I think you’ll find the op had the baby surgically removed via CS. Her fanny wasn’t the exit point.

TypeMite · 19/08/2022 13:24

AgentJohnson · 19/08/2022 13:21

Really, if your wife overcame the discomfort of strangers looking at her fanny while pushing your child out, I think you’ll overcome the ‘discomfort’ of someone running a duster of inanimate objects in your house. You can always stipulate that the sex room be out of bounds to the cleaner.

No one saw the OP wife's fanny

Branleuse · 19/08/2022 13:24

Its absolutely fine to be in the house when a cleaner is there.
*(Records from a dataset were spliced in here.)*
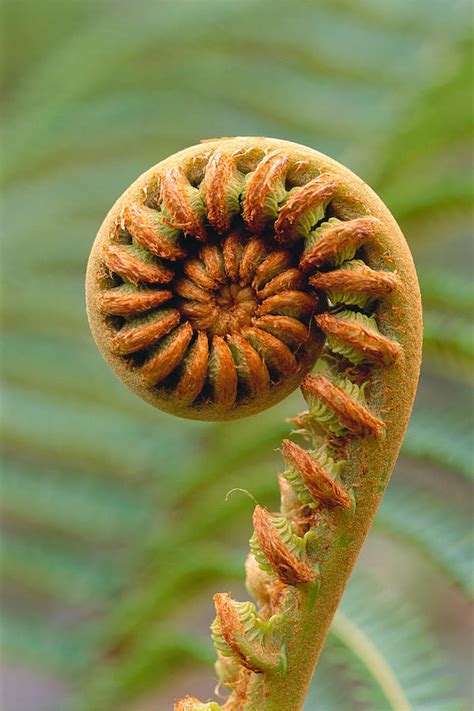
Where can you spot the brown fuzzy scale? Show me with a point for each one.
(193, 370)
(175, 194)
(168, 355)
(189, 290)
(188, 703)
(251, 369)
(337, 238)
(297, 304)
(278, 357)
(196, 270)
(270, 171)
(274, 264)
(220, 172)
(291, 279)
(364, 281)
(121, 260)
(131, 339)
(223, 373)
(317, 481)
(286, 565)
(356, 418)
(318, 191)
(233, 632)
(144, 226)
(232, 250)
(374, 347)
(117, 302)
(253, 255)
(289, 330)
(212, 259)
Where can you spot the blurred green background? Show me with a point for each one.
(116, 530)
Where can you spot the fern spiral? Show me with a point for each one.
(216, 284)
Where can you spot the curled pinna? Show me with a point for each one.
(225, 277)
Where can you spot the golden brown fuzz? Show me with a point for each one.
(214, 285)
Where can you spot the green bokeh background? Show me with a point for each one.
(116, 528)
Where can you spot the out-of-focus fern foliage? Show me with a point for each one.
(116, 527)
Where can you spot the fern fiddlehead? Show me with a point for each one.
(215, 285)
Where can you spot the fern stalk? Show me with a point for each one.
(215, 284)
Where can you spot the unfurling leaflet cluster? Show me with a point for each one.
(216, 286)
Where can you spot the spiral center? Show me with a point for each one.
(235, 306)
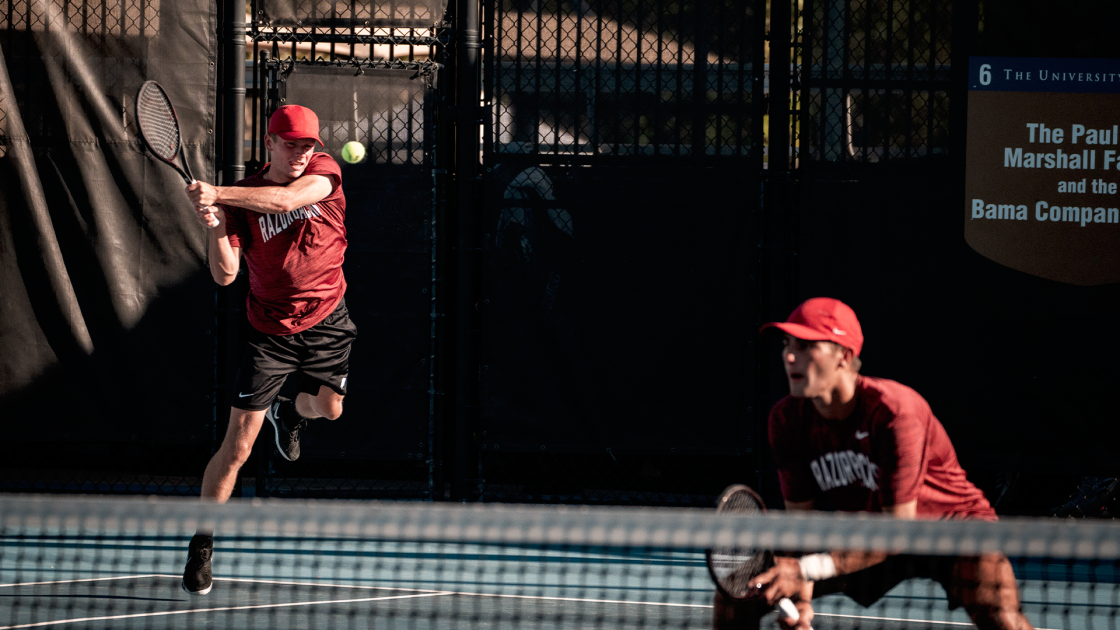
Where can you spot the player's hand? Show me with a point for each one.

If you prefer that, you could ask your wife if she can be there the first few times. I think thats normal amyway till the cleaner knows your house and what you want a bit better

lightcurtains · 19/08/2022 13:24

@BeechFairy
It also sounds like it was a big help for you at a time you needed it most. So I'm glad it helped you. And I hope you're better now. 🌺

OP posts:
Morred · 19/08/2022 13:24

I'm not usually an advocate of Make A List of Jobs! but this might actually be a good case for it.

You need a list of all the housework jobs that need doing daily/weekly and then split them into:


  • jobs you can't do at the moment because of surgery

  • jobs that DW won't be able to do with baby in tow

  • jobs that you or DW can do evenings/weekends while the other looks after the baby

If you can get a fair balance between you after that, then maybe that will persuade your DW that you don't need a cleaner. If you identify some jobs that neither you can do at the moment without it skewing really unfairly, then either you can pick up a different sort of house job (so DW does more cleaning and you do bins/garden/whatever) or you groups those jobs into something a cleaner could do.
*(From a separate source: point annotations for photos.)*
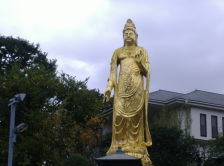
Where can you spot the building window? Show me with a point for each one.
(203, 125)
(214, 126)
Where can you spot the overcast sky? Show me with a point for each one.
(184, 38)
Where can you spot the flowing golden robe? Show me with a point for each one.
(130, 120)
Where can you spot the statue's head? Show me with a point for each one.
(129, 33)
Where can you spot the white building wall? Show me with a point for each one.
(195, 125)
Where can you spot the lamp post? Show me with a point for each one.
(12, 136)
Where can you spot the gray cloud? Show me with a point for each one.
(184, 39)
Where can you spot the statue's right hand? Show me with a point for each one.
(106, 95)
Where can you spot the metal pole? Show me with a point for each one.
(12, 135)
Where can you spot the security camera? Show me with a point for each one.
(21, 127)
(20, 97)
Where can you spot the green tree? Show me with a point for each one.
(76, 159)
(59, 109)
(171, 147)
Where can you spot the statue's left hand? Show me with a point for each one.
(138, 57)
(106, 95)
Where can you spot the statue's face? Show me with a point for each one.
(129, 37)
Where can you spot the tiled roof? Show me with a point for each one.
(195, 96)
(205, 97)
(163, 95)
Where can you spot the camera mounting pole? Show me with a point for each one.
(12, 136)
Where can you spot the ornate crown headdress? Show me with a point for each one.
(130, 26)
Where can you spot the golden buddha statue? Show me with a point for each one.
(130, 128)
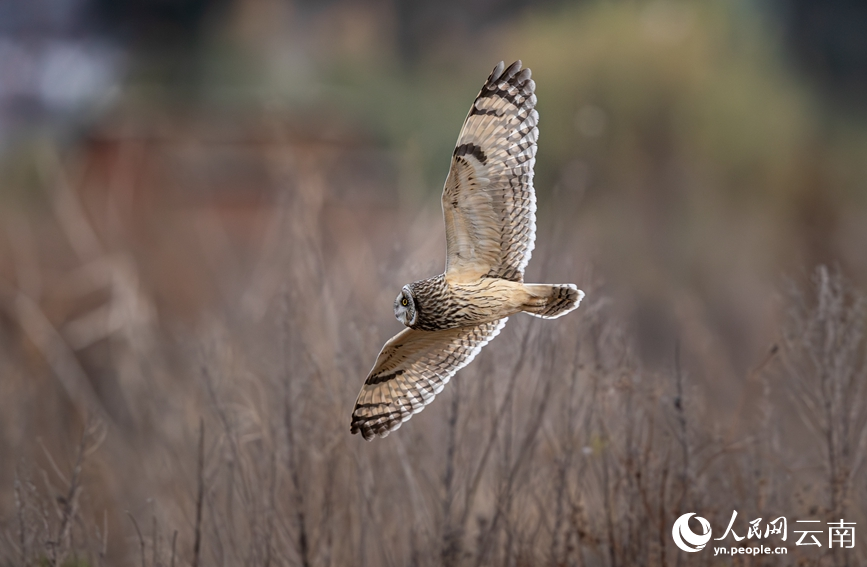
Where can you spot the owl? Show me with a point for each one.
(489, 207)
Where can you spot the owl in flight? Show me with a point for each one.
(489, 207)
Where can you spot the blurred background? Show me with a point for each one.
(204, 202)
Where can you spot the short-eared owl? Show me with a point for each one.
(489, 207)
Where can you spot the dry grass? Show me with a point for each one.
(225, 441)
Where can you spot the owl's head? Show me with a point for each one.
(404, 307)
Our cleaner comes while I'm WFH and cleans the kitchen and the bathroom and mops and hoovers the hard floors. Those are all jobs that I hate doing. My DH and I split the rest pretty much equally - we have a 3yo.

ShesNotTheMessiah · 19/08/2022 13:24

Hoovering. Cleaning the laminate flooring.
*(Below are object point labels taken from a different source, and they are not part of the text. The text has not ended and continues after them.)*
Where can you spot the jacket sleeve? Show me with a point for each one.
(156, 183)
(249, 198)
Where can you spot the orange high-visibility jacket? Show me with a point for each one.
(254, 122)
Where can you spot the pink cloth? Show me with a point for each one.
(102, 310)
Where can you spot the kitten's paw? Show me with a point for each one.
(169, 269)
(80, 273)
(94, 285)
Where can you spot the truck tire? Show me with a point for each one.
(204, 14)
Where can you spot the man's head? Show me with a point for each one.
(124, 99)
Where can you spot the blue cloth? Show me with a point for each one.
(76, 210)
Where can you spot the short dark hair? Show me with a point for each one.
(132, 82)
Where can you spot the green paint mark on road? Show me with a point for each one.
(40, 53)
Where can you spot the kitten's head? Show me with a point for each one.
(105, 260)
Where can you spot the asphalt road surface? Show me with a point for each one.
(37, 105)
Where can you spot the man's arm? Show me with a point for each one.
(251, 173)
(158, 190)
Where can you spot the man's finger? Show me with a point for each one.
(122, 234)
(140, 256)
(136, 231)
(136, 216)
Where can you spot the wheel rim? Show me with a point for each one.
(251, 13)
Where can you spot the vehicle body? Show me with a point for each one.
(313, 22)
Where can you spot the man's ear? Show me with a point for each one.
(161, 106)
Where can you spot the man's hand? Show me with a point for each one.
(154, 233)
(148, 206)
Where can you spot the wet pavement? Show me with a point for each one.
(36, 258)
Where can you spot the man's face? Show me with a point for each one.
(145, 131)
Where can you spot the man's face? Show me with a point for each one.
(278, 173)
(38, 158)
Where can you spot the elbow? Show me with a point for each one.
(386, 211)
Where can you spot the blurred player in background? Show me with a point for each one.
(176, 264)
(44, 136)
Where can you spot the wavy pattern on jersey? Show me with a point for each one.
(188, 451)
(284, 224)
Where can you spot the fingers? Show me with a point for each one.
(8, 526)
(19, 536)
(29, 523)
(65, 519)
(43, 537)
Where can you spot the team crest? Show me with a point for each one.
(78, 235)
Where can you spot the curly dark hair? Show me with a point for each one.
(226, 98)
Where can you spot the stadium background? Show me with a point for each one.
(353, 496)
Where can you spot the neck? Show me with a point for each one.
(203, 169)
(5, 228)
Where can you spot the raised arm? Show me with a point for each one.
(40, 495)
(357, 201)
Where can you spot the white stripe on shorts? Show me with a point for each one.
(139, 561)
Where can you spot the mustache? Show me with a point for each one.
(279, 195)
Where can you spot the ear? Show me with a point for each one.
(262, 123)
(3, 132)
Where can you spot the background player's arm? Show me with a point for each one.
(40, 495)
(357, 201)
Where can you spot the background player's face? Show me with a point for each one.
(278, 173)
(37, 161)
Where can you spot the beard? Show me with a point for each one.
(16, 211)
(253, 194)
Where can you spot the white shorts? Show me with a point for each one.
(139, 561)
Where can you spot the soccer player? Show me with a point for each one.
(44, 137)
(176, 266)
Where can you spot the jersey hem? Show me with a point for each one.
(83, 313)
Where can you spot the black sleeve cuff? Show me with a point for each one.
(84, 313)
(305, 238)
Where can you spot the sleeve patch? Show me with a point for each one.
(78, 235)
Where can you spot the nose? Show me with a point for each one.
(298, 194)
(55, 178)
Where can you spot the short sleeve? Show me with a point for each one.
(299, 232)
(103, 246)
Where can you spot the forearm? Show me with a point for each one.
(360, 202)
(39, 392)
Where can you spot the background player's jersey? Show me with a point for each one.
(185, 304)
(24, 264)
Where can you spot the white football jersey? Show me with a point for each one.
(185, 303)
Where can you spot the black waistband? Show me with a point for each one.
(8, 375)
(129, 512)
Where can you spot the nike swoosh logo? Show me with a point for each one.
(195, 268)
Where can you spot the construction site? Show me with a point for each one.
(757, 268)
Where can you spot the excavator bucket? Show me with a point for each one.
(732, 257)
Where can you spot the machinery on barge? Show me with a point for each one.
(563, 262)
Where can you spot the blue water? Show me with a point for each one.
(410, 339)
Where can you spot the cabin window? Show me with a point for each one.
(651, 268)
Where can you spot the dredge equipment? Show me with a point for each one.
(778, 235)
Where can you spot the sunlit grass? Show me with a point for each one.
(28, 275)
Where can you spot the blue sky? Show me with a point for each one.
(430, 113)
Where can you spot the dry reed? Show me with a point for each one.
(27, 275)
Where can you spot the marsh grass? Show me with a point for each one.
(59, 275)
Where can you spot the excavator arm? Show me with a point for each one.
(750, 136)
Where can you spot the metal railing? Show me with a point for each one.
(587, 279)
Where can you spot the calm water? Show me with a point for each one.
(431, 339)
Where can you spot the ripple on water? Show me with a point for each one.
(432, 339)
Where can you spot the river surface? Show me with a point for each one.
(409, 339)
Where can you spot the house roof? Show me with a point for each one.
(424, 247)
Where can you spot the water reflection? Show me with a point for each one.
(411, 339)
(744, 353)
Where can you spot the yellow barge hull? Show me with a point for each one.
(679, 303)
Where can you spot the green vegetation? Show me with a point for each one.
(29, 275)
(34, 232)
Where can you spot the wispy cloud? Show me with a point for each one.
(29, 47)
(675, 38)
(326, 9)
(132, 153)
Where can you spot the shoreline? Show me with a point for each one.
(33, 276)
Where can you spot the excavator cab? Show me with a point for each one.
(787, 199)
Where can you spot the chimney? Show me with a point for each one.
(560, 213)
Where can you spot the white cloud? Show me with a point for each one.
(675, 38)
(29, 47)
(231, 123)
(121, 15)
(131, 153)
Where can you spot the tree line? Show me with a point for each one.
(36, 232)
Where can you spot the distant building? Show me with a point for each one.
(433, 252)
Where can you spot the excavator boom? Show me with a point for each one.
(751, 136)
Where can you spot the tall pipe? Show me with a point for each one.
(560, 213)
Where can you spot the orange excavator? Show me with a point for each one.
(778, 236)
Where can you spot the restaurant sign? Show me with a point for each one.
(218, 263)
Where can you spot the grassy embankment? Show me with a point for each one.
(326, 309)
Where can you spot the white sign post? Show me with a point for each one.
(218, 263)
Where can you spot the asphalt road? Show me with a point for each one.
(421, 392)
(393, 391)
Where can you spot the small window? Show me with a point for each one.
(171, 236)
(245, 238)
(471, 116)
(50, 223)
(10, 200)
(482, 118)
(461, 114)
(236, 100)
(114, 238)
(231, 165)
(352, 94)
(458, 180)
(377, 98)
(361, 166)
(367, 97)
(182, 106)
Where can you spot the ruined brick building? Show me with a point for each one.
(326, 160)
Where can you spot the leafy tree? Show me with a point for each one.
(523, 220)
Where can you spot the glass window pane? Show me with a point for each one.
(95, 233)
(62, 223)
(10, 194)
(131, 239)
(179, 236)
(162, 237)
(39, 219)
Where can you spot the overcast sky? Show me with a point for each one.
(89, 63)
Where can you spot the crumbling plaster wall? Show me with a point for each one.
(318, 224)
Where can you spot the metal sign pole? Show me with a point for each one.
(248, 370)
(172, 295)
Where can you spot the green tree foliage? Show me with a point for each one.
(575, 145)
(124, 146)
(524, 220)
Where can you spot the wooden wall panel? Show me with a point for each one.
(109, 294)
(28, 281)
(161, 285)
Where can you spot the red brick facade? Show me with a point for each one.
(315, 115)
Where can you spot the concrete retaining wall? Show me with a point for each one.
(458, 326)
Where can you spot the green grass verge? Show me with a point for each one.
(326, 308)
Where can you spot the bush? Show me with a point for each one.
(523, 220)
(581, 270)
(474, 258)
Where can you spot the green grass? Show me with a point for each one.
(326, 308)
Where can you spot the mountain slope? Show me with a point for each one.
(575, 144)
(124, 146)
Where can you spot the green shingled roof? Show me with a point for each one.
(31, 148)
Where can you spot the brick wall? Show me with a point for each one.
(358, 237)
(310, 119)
Robotic vacuums and mops might also be a help/compromise?

lightcurtains · 19/08/2022 13:25

AgentJohnson · 19/08/2022 13:21

Really, if your wife overcame the discomfort of strangers looking at her fanny while pushing your child out, I think you’ll overcome the ‘discomfort’ of someone running a duster of inanimate objects in your house. You can always stipulate that the sex room be out of bounds to the cleaner.

@AgentJohnson
It was actually my fanny that was being looked at by strangers but thank you for your comment.

OP posts:
lightcurtains · 19/08/2022 13:27

For those commenting on my Fanny .. it was looked at and prodded several times. I was fully dilated so many hands also went up there to check dilation .. I then had an emergency c section.
Hope this helps clarify.

OP posts:
TeenyQueen · 19/08/2022 13:28

We've had a cleaner for about 5 years now and it's amazing! She's become a part of our family and it's actually nice to have a bit of company when you're on mat leave. I always do a pre-tidy before she comes over so she doesn't have to pick my underwear off the floor etc. There is still plenty of housework to do even without a full weekly cleaning!

Zone2NorthLondon · 19/08/2022 13:28

Uplifting and heartwarming to hear such concern for the OP fanny and fanny health

5YearsLeft · 19/08/2022 13:28

OP, just have your DW in the house while the cleaner is there. Problem solved. You asked if that’s an issue and no, it isn’t an issue at all. If the cleaner has an issue with it, they’re not the cleaner for you. And if anything, I would expect someone with an infant to occasionally be home when the cleaner is, anyway - infants have their own schedules and cannot just be awakened, plopped in the pram, and packed up every week, just because the cleaner is coming at 2. What an unnecessary faff. I’m disabled so I’m always here when the cleaner is; she couldn’t care less. I do try to stay in one place while she’s here so I’m not constantly getting in her way, but otherwise, shrug.

lightcurtains · 19/08/2022 13:29

@Morred
This sounds like a good idea. Thank you.
We'll sit down and do this so we can sort out what to do next and what we need help with etc.